It was surmised that Resolution 106 would be adopted as it was sponsored by 227 representatives of the lower house (more than the majority of the total 435 representatives) and as the Armenian community comprises a significant fraction of House Speaker Nancy Pelosi’s electorate that she would schedule a vote on the resolution at the earliest opportunity. That the House of Foreign Affairs Committee approved the resolution 27 to 21 on October 10, 2007 worked to strengthen the appraisal that it was set to pass the house floor.
However, upon the U.S. media having to a great extent endorsed the warnings issued by President Bush, Secretary of State Rice and Defense Minister Gates that the adoption of this resolution could impede the reinforcement of soldiers and in fact could present a threat to their security, a number of representatives of the lower house stated that they withdrew their support for this resolution. With the attainment of a majority vote necessary for the adoption of this resolution becoming suspect, it appears that it will be kept off the house floor for now. However, to retain the possibility of putting the resolution to a vote at any time, House Speaker Nancy Pelosi has not issued a statement to the effect that the resolution has been withdrawn or that the vote has been deferred to a later date.

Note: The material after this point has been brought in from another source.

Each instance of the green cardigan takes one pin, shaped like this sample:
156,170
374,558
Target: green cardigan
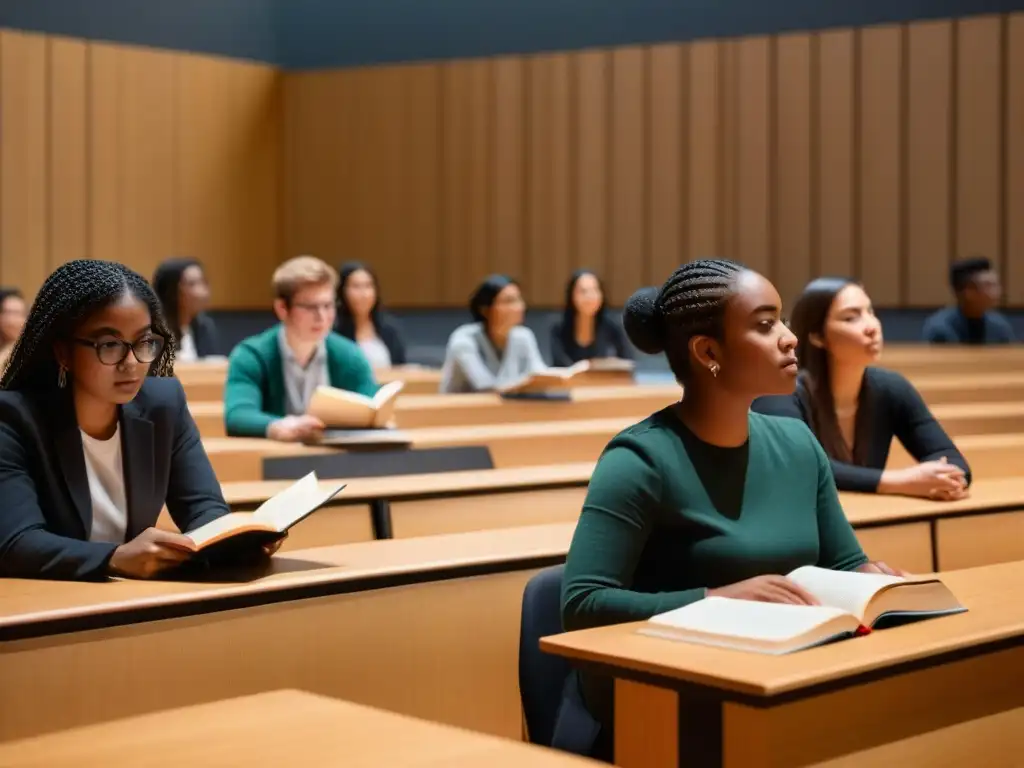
254,392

As such, the so-called Armenian genocide resolution has been linked to the security of U.S. soldiers in Iraq and as long as Turkey’s support for this is needed, it appears that the resolution in question shall not be put to a vote. Although this is in Turkey’s benefit, the way in which this situation came about is not something Turkey favored. This is the case as Turkey desires that the resolution is not put to a vote or is rejected as a result of how it does not reflect historical truth, and not as a result of the possibility that it may endanger the security of U.S. soldiers.

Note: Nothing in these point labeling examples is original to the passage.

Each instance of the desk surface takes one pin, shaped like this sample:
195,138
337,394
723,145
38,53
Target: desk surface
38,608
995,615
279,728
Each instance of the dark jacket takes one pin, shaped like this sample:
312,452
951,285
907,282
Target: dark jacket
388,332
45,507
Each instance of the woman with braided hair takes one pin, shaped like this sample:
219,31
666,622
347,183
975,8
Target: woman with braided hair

That the resolution was not immediately put to a vote has lead to disillusionment among certain Armenian organizations based in the U.S. who have exerted great efforts for it to be adopted. Another source of disillusionment has been the European Parliament’s resolution on Turkey adopted on October 24. Despite all efforts exerted on the part of the Armenians and despite the official contacts made by President Kocharian and Foreign Minister Oskanian in Brussels, the European Parliament rejected the amendments to this resolution (written by Oomen-Ruijten) sought for on the part of Armenian circles. A proposed amendment calling for the recognition of the Armenian “genocide” was rejected by a vote of 309 to 260 and reference to the European Parliament’s first resolution in this regard of 1987 was rejected by a vote of 408 to 176. As such, the Armenian strategy of making the recognition of the Armenian “genocide” a precondition for Turkey’s accession to the EU has failed. However, as the European Parliament has formerly set this as precondition, it is likely that in the event that Turkey adopts policies disapproved of the Parliament may adopt new resolutions to this effect.
That Resolution 106 has not been brought to the House floor at this stage and that Armenian demands were not included in the European Parliament’s resolution shows that Turkey’s lot may be changing when considering its past run of experiences vis a via the Armenian Question. It appears to be an opportune time to better convey Turkey’s views in this regard.